Structure ownership without land ownership: In some informal settlements, buyers purchase the physical structure (house, shack) on land that belongs to someone else, with only informal permission to be there.

TOL (Temporary Occupation Licence): A government permission to occupy a specific plot, which is revocable and not full ownership.


Why Informal Settlement Land Is the Highest Fraud Risk

Nothing to verify in the formal system. A Litmus title search on informal settlement land often returns nothing — because there is no formal title. The absence of a formal title means the absence of the formal verification mechanisms that protect buyers.

Competing informal claims are invisible. In informal settlements, multiple parties may have informal claims on the same land: a long-term occupant, a landlord who collects informal rent, a community group that claims the land, a government entity that has the formal allocation rights. None of these claims appear in any searchable system.

The person selling may have no more right than you have. In informal settlements, "selling" land often means transferring an informal agreement to occupy. The person selling may themselves have only informal permission, which they cannot legally transfer.

Fraud is easy. Without formal records, anyone can produce an informal document claiming to sell a specific plot. There is no registry to check and no document authentication that catches forgeries.

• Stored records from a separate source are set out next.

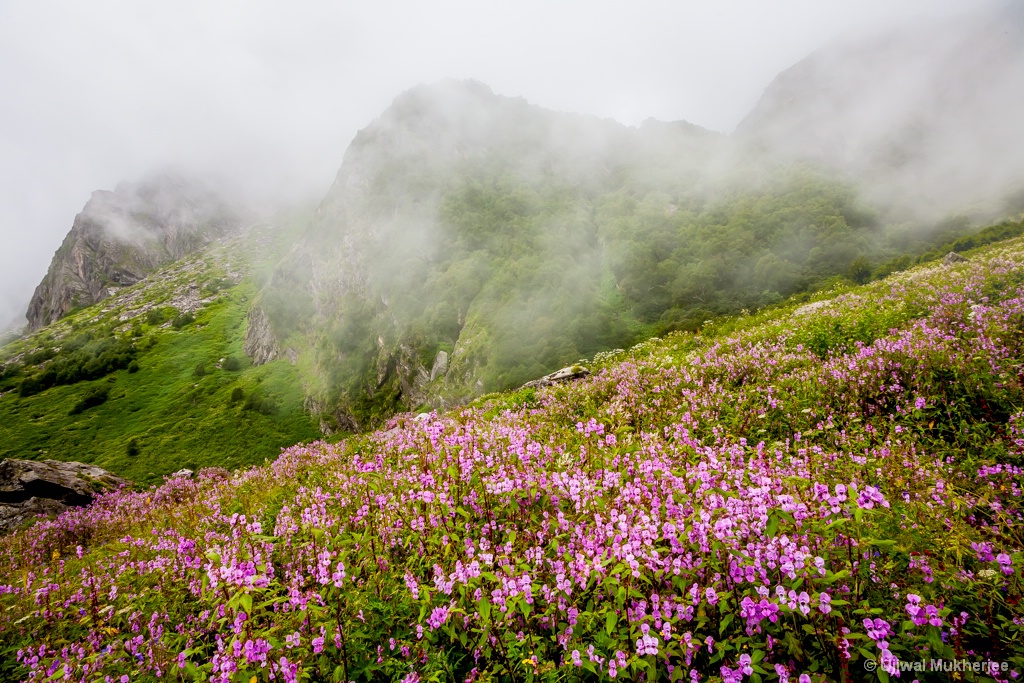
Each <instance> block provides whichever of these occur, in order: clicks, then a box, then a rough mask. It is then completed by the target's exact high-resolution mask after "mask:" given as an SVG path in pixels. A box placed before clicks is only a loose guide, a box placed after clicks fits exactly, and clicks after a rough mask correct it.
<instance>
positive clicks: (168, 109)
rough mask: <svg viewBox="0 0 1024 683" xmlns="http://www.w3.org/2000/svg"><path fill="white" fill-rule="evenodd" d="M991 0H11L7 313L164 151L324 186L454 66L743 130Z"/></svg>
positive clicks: (24, 300) (186, 163)
mask: <svg viewBox="0 0 1024 683" xmlns="http://www.w3.org/2000/svg"><path fill="white" fill-rule="evenodd" d="M976 4H977V0H975V1H974V2H972V1H971V0H899V1H898V2H895V1H894V0H701V1H696V0H675V1H670V0H666V1H657V2H654V1H644V0H631V1H630V2H602V1H597V0H590V1H587V2H584V1H572V2H569V1H567V0H565V1H558V0H515V1H509V2H498V1H487V0H475V1H468V0H466V1H461V2H459V1H435V0H418V1H415V2H414V1H412V0H410V1H408V2H391V1H381V0H364V1H362V2H359V3H355V2H326V1H325V2H312V1H301V0H292V1H290V2H284V1H283V0H282V1H270V0H175V1H174V2H150V1H143V0H90V1H89V2H79V1H77V0H67V1H63V2H50V1H47V0H13V1H12V0H0V237H2V242H0V328H2V327H5V324H6V322H7V321H9V319H11V318H13V317H14V316H15V315H16V316H22V315H24V312H25V309H26V307H27V304H28V300H29V297H30V296H31V294H32V290H33V289H34V287H35V286H36V284H38V282H39V280H40V279H41V278H42V276H43V274H44V273H45V272H46V268H47V266H48V264H49V261H50V258H51V257H52V255H53V252H54V251H55V250H56V248H57V247H58V246H59V244H60V241H61V240H62V239H63V237H65V234H66V233H67V232H68V230H69V229H70V228H71V224H72V221H73V220H74V217H75V214H76V213H78V212H79V211H80V210H81V209H82V207H83V205H84V204H85V202H86V201H87V200H88V199H89V195H90V194H91V193H92V191H93V190H94V189H112V188H113V187H114V185H115V184H117V182H118V181H119V180H123V179H127V180H131V179H136V178H138V177H140V176H141V175H143V174H145V173H146V172H147V171H150V170H152V169H155V168H158V167H161V166H167V165H175V166H178V167H180V168H184V169H188V170H195V172H196V173H199V174H215V175H219V176H222V177H228V178H232V179H234V180H236V181H238V182H240V183H241V184H243V185H245V186H247V187H249V188H251V189H256V190H257V191H261V193H263V194H267V193H276V191H280V193H282V195H287V196H288V197H290V198H292V199H295V198H299V197H309V198H313V199H316V198H318V197H319V195H322V194H323V193H324V191H326V189H327V188H328V186H329V185H330V183H331V181H332V180H333V178H334V174H335V172H336V171H337V169H338V167H339V166H340V164H341V160H342V156H343V154H344V151H345V147H346V146H347V144H348V142H349V141H350V140H351V139H352V137H353V136H354V134H355V132H356V131H357V130H358V129H360V128H362V127H365V126H366V125H367V124H369V123H370V122H371V121H372V120H373V119H374V118H376V117H377V116H378V115H379V114H380V113H381V112H382V111H383V110H384V109H385V108H386V106H387V105H388V104H389V103H390V101H391V100H392V99H393V98H394V96H395V95H397V94H398V93H399V92H401V91H403V90H406V89H408V88H410V87H412V86H414V85H417V84H419V83H424V82H433V81H437V80H439V79H442V78H446V77H456V78H474V79H477V80H479V81H482V82H484V83H486V84H487V85H489V86H490V87H492V88H493V89H494V90H495V91H496V92H499V93H501V94H505V95H517V96H518V95H521V96H523V97H525V98H526V99H527V100H529V101H530V102H534V103H537V104H540V105H542V106H546V108H549V109H554V110H562V111H570V112H580V113H587V114H595V115H598V116H601V117H607V118H612V119H616V120H618V121H621V122H623V123H626V124H630V125H634V124H637V123H639V122H641V121H643V120H644V119H646V118H648V117H654V118H656V119H662V120H679V119H684V120H686V121H689V122H691V123H695V124H698V125H701V126H705V127H707V128H712V129H715V130H719V131H725V132H728V131H731V130H732V128H733V127H734V126H735V125H736V124H737V123H738V122H739V120H740V119H741V118H742V117H743V116H744V115H745V114H746V113H748V112H749V111H750V109H751V108H752V106H753V105H754V104H755V103H756V102H757V100H758V98H759V97H760V95H761V92H762V91H763V89H764V88H765V86H767V84H768V83H769V82H770V81H771V79H772V78H773V77H774V76H775V75H776V74H777V73H778V72H779V71H781V70H783V69H785V68H787V67H790V66H792V65H793V63H794V62H796V61H797V60H799V59H800V58H802V57H803V56H805V55H806V54H807V53H809V52H810V51H812V50H814V49H815V48H817V47H819V46H820V45H821V44H823V43H825V42H826V41H828V40H829V39H831V38H834V37H836V36H837V35H839V34H841V33H844V32H847V31H855V30H862V29H864V28H867V27H874V26H880V25H886V24H893V23H898V22H903V20H910V19H912V18H913V17H915V16H922V15H936V14H942V13H950V12H957V11H964V10H967V9H969V8H970V7H971V6H972V5H976Z"/></svg>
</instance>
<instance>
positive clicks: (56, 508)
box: [0, 459, 129, 532]
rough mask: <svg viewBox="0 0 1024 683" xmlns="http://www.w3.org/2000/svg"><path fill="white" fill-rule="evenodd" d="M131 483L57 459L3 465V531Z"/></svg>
mask: <svg viewBox="0 0 1024 683" xmlns="http://www.w3.org/2000/svg"><path fill="white" fill-rule="evenodd" d="M128 483H129V482H128V481H127V480H125V479H122V478H121V477H118V476H116V475H114V474H112V473H111V472H108V471H106V470H104V469H102V468H100V467H94V466H92V465H86V464H84V463H75V462H71V463H65V462H60V461H56V460H44V461H32V460H11V459H7V460H4V461H3V462H0V532H7V531H10V530H12V529H14V528H16V527H18V526H20V525H22V524H23V523H25V522H26V521H28V520H31V519H32V518H34V517H37V516H39V515H48V514H56V513H59V512H61V511H63V510H66V509H68V508H69V507H82V506H86V505H89V504H90V503H92V501H93V499H94V498H95V496H96V495H97V494H100V493H103V492H106V490H113V489H115V488H118V487H119V486H122V485H126V484H128Z"/></svg>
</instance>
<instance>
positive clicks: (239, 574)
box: [0, 240, 1024, 683]
mask: <svg viewBox="0 0 1024 683" xmlns="http://www.w3.org/2000/svg"><path fill="white" fill-rule="evenodd" d="M968 254H969V256H970V257H971V258H970V261H968V262H966V263H961V264H955V265H951V266H942V265H930V266H927V267H919V268H915V269H912V270H909V271H906V272H900V273H897V274H895V275H893V276H891V278H889V279H888V280H885V281H882V282H878V283H873V284H871V285H868V286H866V287H862V288H853V289H847V290H843V291H834V292H831V293H830V294H829V295H828V298H824V299H821V300H820V301H813V302H811V303H804V304H803V305H801V306H799V307H797V305H796V304H793V305H788V306H780V307H776V308H775V309H773V310H771V311H767V312H763V313H761V314H758V315H756V316H739V317H734V318H730V319H726V321H722V322H720V323H718V324H715V325H712V326H708V327H706V328H705V329H703V330H701V331H700V333H699V334H692V333H679V334H672V335H668V336H667V337H666V338H664V339H652V340H650V341H648V342H645V343H643V344H640V345H639V346H636V347H634V348H633V349H632V350H630V351H628V352H627V351H621V352H611V353H604V354H600V355H598V356H597V357H595V358H594V360H593V361H592V364H591V369H592V370H593V371H594V374H593V375H592V376H591V377H589V378H587V379H585V380H581V381H578V382H574V383H571V384H566V385H559V386H554V387H550V388H544V389H523V390H519V391H516V392H513V393H507V394H498V395H494V396H488V397H484V398H483V399H480V400H478V401H477V402H475V403H474V404H472V405H470V407H468V408H465V409H462V410H459V411H454V412H451V413H449V414H443V415H440V414H432V415H430V416H428V417H427V418H426V419H419V418H418V419H412V418H411V417H410V416H400V417H398V418H395V419H393V420H391V421H390V422H389V423H388V424H387V425H386V429H383V430H381V431H378V432H375V433H372V434H367V435H361V436H352V437H349V438H347V439H344V440H342V441H340V442H338V443H335V444H327V443H312V444H309V445H300V446H296V447H293V449H290V450H288V451H287V452H285V453H284V454H283V455H282V457H281V458H279V459H278V460H276V461H275V462H274V463H272V464H269V465H265V466H261V467H255V468H252V469H249V470H245V471H239V472H236V473H230V472H227V471H226V470H223V469H207V470H204V471H202V472H201V473H200V475H199V476H198V477H197V478H195V479H190V478H185V477H177V478H172V479H169V480H168V481H167V482H166V483H164V484H163V485H160V486H155V487H153V488H150V489H148V490H144V492H128V490H124V492H121V493H117V494H112V495H108V496H104V497H102V498H100V499H99V501H98V502H97V504H95V505H94V506H92V507H91V508H88V509H83V510H76V511H71V512H68V513H66V514H63V515H62V516H61V517H59V518H57V519H54V520H50V521H44V522H40V523H38V524H37V525H35V526H34V527H32V528H30V529H27V530H23V531H20V532H18V533H16V535H14V536H11V537H8V538H5V539H3V540H0V557H2V561H0V651H2V652H3V653H4V654H5V656H4V657H2V658H3V659H4V660H5V661H6V663H7V664H5V665H3V666H5V667H6V670H5V671H4V677H5V678H8V679H15V678H17V679H27V680H31V681H43V680H59V679H62V678H70V679H74V680H78V679H84V680H115V681H116V680H153V679H156V678H160V679H162V680H215V681H253V680H256V681H267V680H276V681H280V680H285V681H296V680H316V681H321V680H335V681H349V680H355V681H370V680H402V681H406V682H407V683H413V682H415V681H427V680H434V681H485V680H495V681H497V680H502V681H540V680H543V681H561V680H565V681H569V680H605V679H609V678H615V679H627V680H633V681H639V680H647V681H653V680H724V681H740V680H748V679H750V680H753V681H794V680H798V679H799V680H800V681H802V682H803V683H806V681H808V680H810V681H814V682H815V683H817V682H818V681H823V680H865V679H867V680H871V679H872V678H873V677H876V676H877V677H878V678H879V679H881V680H889V679H890V677H896V676H897V675H899V672H900V671H901V668H902V671H903V674H902V677H901V678H903V679H906V680H909V679H910V678H918V679H919V680H929V679H934V680H945V677H946V676H947V675H946V674H941V673H937V674H936V673H932V674H929V673H914V671H913V669H912V668H913V667H914V665H918V666H921V663H922V661H925V663H928V661H929V660H931V659H938V658H943V659H947V660H951V659H953V658H956V659H968V660H971V661H976V663H982V661H990V660H992V661H999V663H1006V665H1007V668H1008V670H1007V671H1002V670H1001V669H1000V670H997V671H994V672H991V671H990V672H989V674H988V675H987V676H988V677H987V678H986V677H984V676H979V678H978V680H988V679H993V680H999V681H1009V680H1011V679H1012V678H1017V677H1019V676H1020V674H1021V673H1024V652H1022V650H1021V646H1020V643H1021V642H1024V606H1022V604H1021V597H1022V591H1024V573H1022V566H1024V553H1022V550H1024V533H1022V526H1021V524H1022V521H1024V519H1022V514H1024V508H1022V505H1021V501H1022V500H1024V498H1022V495H1021V494H1022V492H1021V486H1022V484H1024V431H1022V429H1024V368H1022V359H1021V358H1022V350H1024V348H1022V346H1024V325H1022V324H1024V242H1022V241H1020V240H1016V241H1013V242H1009V243H1000V244H998V245H995V246H994V247H989V248H986V249H985V250H983V251H977V252H968ZM240 438H244V436H243V435H241V434H240ZM908 666H909V667H911V669H906V667H908Z"/></svg>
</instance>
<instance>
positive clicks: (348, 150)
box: [261, 81, 972, 431]
mask: <svg viewBox="0 0 1024 683" xmlns="http://www.w3.org/2000/svg"><path fill="white" fill-rule="evenodd" d="M880 206H881V205H870V204H868V203H866V202H865V201H864V199H863V197H862V196H861V194H859V191H858V190H857V188H856V184H855V179H854V178H852V177H850V176H847V175H842V174H839V173H835V172H827V171H824V170H821V167H813V166H810V165H806V164H801V163H795V162H780V161H778V159H777V158H773V157H770V156H767V155H764V154H761V153H759V151H758V148H757V146H756V145H754V144H752V143H750V142H749V141H744V140H741V139H733V138H729V137H727V136H724V135H719V134H716V133H712V132H710V131H707V130H702V129H700V128H698V127H696V126H692V125H689V124H686V123H685V122H678V123H671V124H669V123H659V122H654V121H650V122H646V123H644V124H643V125H641V126H639V127H637V128H628V127H626V126H622V125H620V124H616V123H614V122H612V121H602V120H598V119H596V118H593V117H584V116H577V115H569V114H564V113H558V112H551V111H546V110H543V109H541V108H539V106H535V105H531V104H528V103H527V102H525V101H524V100H522V99H515V98H510V97H503V96H500V95H497V94H495V93H494V92H492V91H490V90H489V89H488V88H487V87H486V86H484V85H482V84H479V83H473V82H458V81H446V82H441V83H437V84H434V85H430V86H420V87H417V88H414V89H412V90H410V91H408V92H406V93H402V94H401V95H399V96H398V97H397V98H395V100H394V102H393V103H392V105H391V106H390V108H388V110H386V111H385V112H384V113H383V114H382V115H381V117H380V118H379V119H377V120H376V121H374V122H373V123H372V124H371V125H369V126H368V127H367V128H366V129H364V130H362V131H360V132H359V134H358V135H357V136H356V137H355V139H354V140H353V141H352V143H351V145H350V146H349V148H348V150H347V151H346V154H345V160H344V162H343V164H342V167H341V169H340V171H339V173H338V176H337V178H336V180H335V183H334V185H333V186H332V188H331V189H330V191H329V193H328V194H327V196H326V197H325V199H324V201H323V202H322V204H321V206H319V208H318V209H317V211H316V213H315V216H314V217H313V218H312V219H311V221H310V225H309V228H308V231H307V232H306V233H305V234H304V236H303V239H302V240H300V241H299V242H298V244H297V246H296V249H295V250H294V251H293V252H291V254H290V255H289V256H288V258H286V259H285V260H284V261H283V262H282V263H281V264H280V265H279V267H278V268H276V270H275V273H274V278H273V279H272V280H271V281H270V283H269V284H268V286H267V287H266V288H264V290H263V291H262V293H261V297H262V301H263V302H264V304H265V308H266V311H267V313H268V316H269V318H270V322H271V324H272V326H273V328H274V330H275V332H276V334H278V336H279V338H282V339H284V338H290V339H292V340H293V341H292V342H290V343H293V344H296V345H299V346H302V347H303V348H306V349H308V352H309V355H310V357H311V358H312V362H311V364H310V366H308V368H307V369H308V370H309V371H310V372H309V373H308V374H307V375H306V376H305V377H304V379H305V381H306V383H307V386H308V387H309V394H310V405H312V407H314V408H315V412H316V413H317V414H318V415H319V416H321V417H322V418H323V419H324V421H325V424H327V425H329V426H330V427H331V428H332V429H335V430H339V431H344V430H349V431H358V430H366V429H370V428H375V427H377V426H380V425H381V424H383V423H384V421H386V419H387V418H388V417H389V416H390V415H393V414H394V413H396V412H402V411H412V410H429V409H431V408H446V407H451V405H454V404H458V403H461V402H464V401H466V400H468V399H471V398H473V397H474V396H477V395H480V394H481V393H484V392H487V391H496V390H506V389H509V388H513V387H516V386H520V385H522V384H523V383H525V382H527V381H529V380H531V379H535V378H537V377H539V376H541V375H544V374H546V373H549V372H551V371H552V370H555V369H557V368H559V367H563V366H565V365H568V364H571V362H574V361H575V360H577V359H579V358H581V357H590V356H591V355H593V354H594V353H595V352H598V351H600V350H606V349H609V348H615V347H622V346H630V345H633V344H635V343H637V342H638V341H641V340H643V339H646V338H648V337H650V336H652V335H663V334H666V333H667V332H670V331H694V330H696V329H698V328H699V327H701V326H702V325H703V322H705V321H707V319H711V318H715V317H717V316H721V315H731V314H736V313H739V312H740V311H741V310H744V309H746V310H755V309H758V308H761V307H764V306H766V305H772V304H776V303H778V302H780V301H782V300H784V299H785V298H786V297H790V296H793V295H795V294H801V293H811V292H815V291H817V290H819V289H821V288H827V287H828V286H829V285H830V284H831V283H833V282H835V281H837V280H841V279H849V280H851V281H853V282H856V283H864V282H867V281H869V280H870V279H871V278H872V276H873V275H874V274H876V271H877V270H879V269H880V268H883V267H884V266H886V265H888V266H889V267H888V271H889V272H891V271H893V270H897V269H901V268H905V267H906V266H907V265H909V264H910V262H911V261H912V259H913V258H914V257H916V255H919V254H921V253H922V252H925V251H928V250H929V249H931V248H933V247H934V246H935V245H936V244H938V243H941V242H944V241H947V240H948V239H950V238H951V239H955V238H959V237H964V236H965V234H968V233H970V232H971V231H972V227H971V225H970V223H969V222H968V221H967V220H966V219H956V218H952V219H949V220H947V221H944V222H942V221H929V222H928V223H927V224H921V223H918V222H914V221H912V220H909V219H908V218H907V216H908V215H912V212H910V210H909V209H908V208H906V207H903V208H901V209H900V210H899V211H895V210H890V211H886V210H884V209H882V208H880ZM890 208H891V207H890ZM894 259H903V260H901V261H899V260H897V261H896V262H893V260H894ZM441 354H443V355H441ZM440 359H446V362H443V361H441V360H440Z"/></svg>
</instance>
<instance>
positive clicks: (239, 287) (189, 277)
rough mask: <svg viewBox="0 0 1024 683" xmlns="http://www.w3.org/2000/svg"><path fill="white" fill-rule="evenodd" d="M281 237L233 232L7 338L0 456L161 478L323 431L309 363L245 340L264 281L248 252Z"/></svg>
mask: <svg viewBox="0 0 1024 683" xmlns="http://www.w3.org/2000/svg"><path fill="white" fill-rule="evenodd" d="M273 237H274V236H272V234H270V233H258V234H252V233H250V234H248V236H246V237H245V238H240V239H237V240H233V241H230V242H227V243H225V244H223V245H221V246H219V247H218V248H215V249H213V250H211V251H210V252H209V253H207V254H205V255H203V256H200V257H196V258H193V259H186V260H184V261H181V262H178V263H177V264H175V265H174V266H171V267H170V268H168V269H165V270H163V271H161V272H159V273H157V274H156V275H154V276H152V278H150V279H147V280H146V281H143V282H142V283H140V284H139V285H136V286H134V287H132V288H127V289H125V290H123V291H122V292H120V293H119V294H118V295H117V296H116V297H114V298H112V299H109V300H106V301H103V302H101V303H99V304H96V305H94V306H90V307H88V308H84V309H82V310H80V311H77V312H76V313H74V314H72V315H71V316H69V317H67V318H65V319H62V321H60V322H58V323H57V324H54V325H52V326H50V327H48V328H46V329H45V330H43V331H41V332H40V333H39V334H37V335H34V336H32V337H29V338H26V339H23V340H18V341H15V342H13V343H11V344H9V345H8V346H6V347H4V349H3V355H2V356H0V358H2V359H3V362H4V379H2V380H0V391H2V394H0V458H28V459H46V458H52V459H56V460H77V461H80V462H85V463H91V464H95V465H98V466H100V467H103V468H106V469H109V470H111V471H113V472H116V473H118V474H119V475H122V476H125V477H127V478H129V479H133V480H135V481H139V482H148V483H152V482H156V481H160V480H162V477H163V475H166V474H169V473H171V472H173V471H176V470H178V469H180V468H183V467H185V468H189V469H196V468H199V467H208V466H213V465H219V466H223V467H242V466H246V465H252V464H256V463H261V462H263V461H264V459H267V458H270V459H272V458H275V457H276V456H278V454H279V453H280V451H281V449H282V447H283V446H286V445H292V444H294V443H296V442H298V441H303V440H308V439H311V438H315V437H316V436H317V435H318V431H317V430H316V429H315V426H314V425H313V424H312V422H311V420H310V418H309V417H308V416H307V415H305V414H304V412H303V410H302V402H303V398H304V393H303V389H302V384H301V381H300V380H299V377H298V372H297V369H296V368H295V367H294V366H292V365H291V364H290V362H289V361H288V360H287V359H281V360H276V361H274V362H270V364H267V365H265V366H261V367H258V368H254V367H252V365H251V362H250V361H249V359H248V358H247V357H246V356H245V354H244V353H243V349H242V346H243V341H244V337H245V331H246V312H247V310H248V308H249V305H250V303H251V302H252V300H253V297H254V296H255V294H256V291H257V287H256V283H255V281H254V275H253V272H252V261H253V258H252V257H253V256H254V254H252V253H249V252H250V250H251V251H253V252H258V251H260V250H261V249H263V250H265V249H267V248H269V247H271V246H272V239H273ZM263 257H264V258H265V255H264V256H263ZM47 378H49V379H47Z"/></svg>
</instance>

Recovery is nearly impossible. If you buy informal land and the transaction turns out to be fraudulent, there is no registered title to cancel, no court order that easily restores your position, and the money is typically gone.


What Due Diligence Looks Like for Informal Settlement Land

Due diligence for informal settlement land is fundamentally different from formal title due diligence.

There is no registry to search. A standard title search returns nothing. An official search confirms no formal title exists.

The informal tenure history matters. Who has been on this land, for how long, and under what arrangement? Has the county government made any allocation? Has the land been gazetted for any purpose?

Physical occupation matters most. A field visit is essential. The person who is physically on the land, how long they have been there, and what their basis for being there is — this is the evidence that exists in the absence of formal documents.

Legal advice on the tenure type is critical. An advocate familiar with informal settlement tenure (TOL, Community Land Act transitions, informal settlement upgrading programmes) can assess whether the specific land has a pathway to formal tenure and what the risks are.


The Specific Warning for Nairobi Informal Settlements

Nairobi's informal settlements — Mathare, Kibera, Mukuru, Korogocho, and others — are home to millions of people and significant amounts of property investment.

However:

Much of this land is technically government land on which people have informal permission. Transactions in these areas are largely unregulated and very high-risk. Buyers who pay significant sums for informal settlement structures without formal title have limited legal protection.

For land in formal settlement upgrading programmes (where the government is formalising title), the status of the specific plot in the programme should be confirmed before any payment.


What Litmus Can and Cannot Do

Litmus can verify formal registered titles. For informal settlement land without any formal title, there is nothing in the formal registry to verify.

What Litmus can do in informal settlement contexts is:

Confirm that no formal title exists for the land (eliminating the risk of paying for something already formally titled to someone else). Conduct a physical field visit documenting who is in occupation and what their claim appears to be. Search court records for any litigation relating to the area. Search the Gazette for any formal government action relating to the area.

This does not provide the same protection as formal title verification. Buyers should understand that informal settlement transactions carry risks that no verification service can fully eliminate.


This article is for general information only. It does not constitute legal advice. For informal settlement land transactions, consult a qualified Kenya advocate with specific experience in urban tenure and settlement upgrading programmes.